Re: perf PPC: kernel panic with callchains and context switch events
From: Paul Mackerras <hidden>
Date: 2011-07-25 00:22:13
Also in:
lkml
On Wed, Jul 20, 2011 at 03:57:51PM -0600, David Ahern wrote:
I am hoping someone familiar with PPC can help understand a panic that is generated when capturing callchains with context switch events. Call trace is below. The short of it is that walking the callchain generates a page fault. To handle the page fault the mmap_sem is needed, but it is currently held by setup_arg_pages. setup_arg_pages calls shift_arg_pages with the mmap_sem held. shift_arg_pages then calls move_page_tables which has a cond_resched at the top of its for loop. If the cond_resched() is removed from move_page_tables everything works beautifully - no panics. So, the question: is it normal for walking the stack to trigger a page fault on PPC? The panic is not seen on x86 based systems.

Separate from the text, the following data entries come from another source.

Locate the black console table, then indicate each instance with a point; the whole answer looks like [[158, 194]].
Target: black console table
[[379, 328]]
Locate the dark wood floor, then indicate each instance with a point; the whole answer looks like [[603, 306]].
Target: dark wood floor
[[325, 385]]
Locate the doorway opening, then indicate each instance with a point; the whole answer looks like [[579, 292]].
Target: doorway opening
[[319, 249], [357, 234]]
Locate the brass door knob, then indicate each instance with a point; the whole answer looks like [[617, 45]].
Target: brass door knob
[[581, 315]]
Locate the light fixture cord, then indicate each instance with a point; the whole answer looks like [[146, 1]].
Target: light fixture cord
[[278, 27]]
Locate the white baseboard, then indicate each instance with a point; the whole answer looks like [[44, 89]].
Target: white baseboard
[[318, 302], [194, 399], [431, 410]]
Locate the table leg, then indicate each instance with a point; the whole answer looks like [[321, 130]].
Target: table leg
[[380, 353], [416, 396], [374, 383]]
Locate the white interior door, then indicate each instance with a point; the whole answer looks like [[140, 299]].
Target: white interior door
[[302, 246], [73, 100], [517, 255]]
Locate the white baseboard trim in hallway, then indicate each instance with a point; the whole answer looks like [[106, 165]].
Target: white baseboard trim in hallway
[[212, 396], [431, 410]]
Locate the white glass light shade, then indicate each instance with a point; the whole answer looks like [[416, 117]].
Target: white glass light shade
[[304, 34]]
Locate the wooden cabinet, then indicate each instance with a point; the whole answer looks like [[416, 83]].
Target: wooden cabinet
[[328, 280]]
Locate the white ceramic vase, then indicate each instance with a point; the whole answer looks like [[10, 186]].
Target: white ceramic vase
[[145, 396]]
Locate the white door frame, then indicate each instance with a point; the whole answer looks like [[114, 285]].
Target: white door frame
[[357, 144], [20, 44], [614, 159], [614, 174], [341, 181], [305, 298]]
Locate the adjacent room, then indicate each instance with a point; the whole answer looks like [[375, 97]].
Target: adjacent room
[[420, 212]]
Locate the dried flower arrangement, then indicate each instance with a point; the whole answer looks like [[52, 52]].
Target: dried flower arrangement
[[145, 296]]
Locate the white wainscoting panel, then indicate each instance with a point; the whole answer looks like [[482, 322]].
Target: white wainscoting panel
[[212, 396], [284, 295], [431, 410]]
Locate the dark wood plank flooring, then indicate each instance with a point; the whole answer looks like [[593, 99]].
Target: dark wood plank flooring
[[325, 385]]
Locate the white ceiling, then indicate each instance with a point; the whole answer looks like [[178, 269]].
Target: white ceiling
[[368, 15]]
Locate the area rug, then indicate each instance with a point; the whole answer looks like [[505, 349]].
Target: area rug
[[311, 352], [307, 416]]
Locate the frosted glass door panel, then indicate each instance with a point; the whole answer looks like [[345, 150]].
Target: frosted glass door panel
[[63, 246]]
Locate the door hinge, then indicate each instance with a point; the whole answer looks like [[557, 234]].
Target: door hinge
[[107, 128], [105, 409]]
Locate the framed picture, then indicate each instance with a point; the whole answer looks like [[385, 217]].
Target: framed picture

Walking the user stack can certainly generate a page fault; walking the kernel stack should never generate a page fault. If any page fault is generated reading the user stack frame, we're supposed to detect that and fall back to walking the page tables manually (see read_user_stack_64() in arch/powerpc/kernel/perf_callchain.c). I think I need to check our __get_user_inatomic() implementation. I don't think removing the cond_resched() from move_page_tables is the right answer. Paul.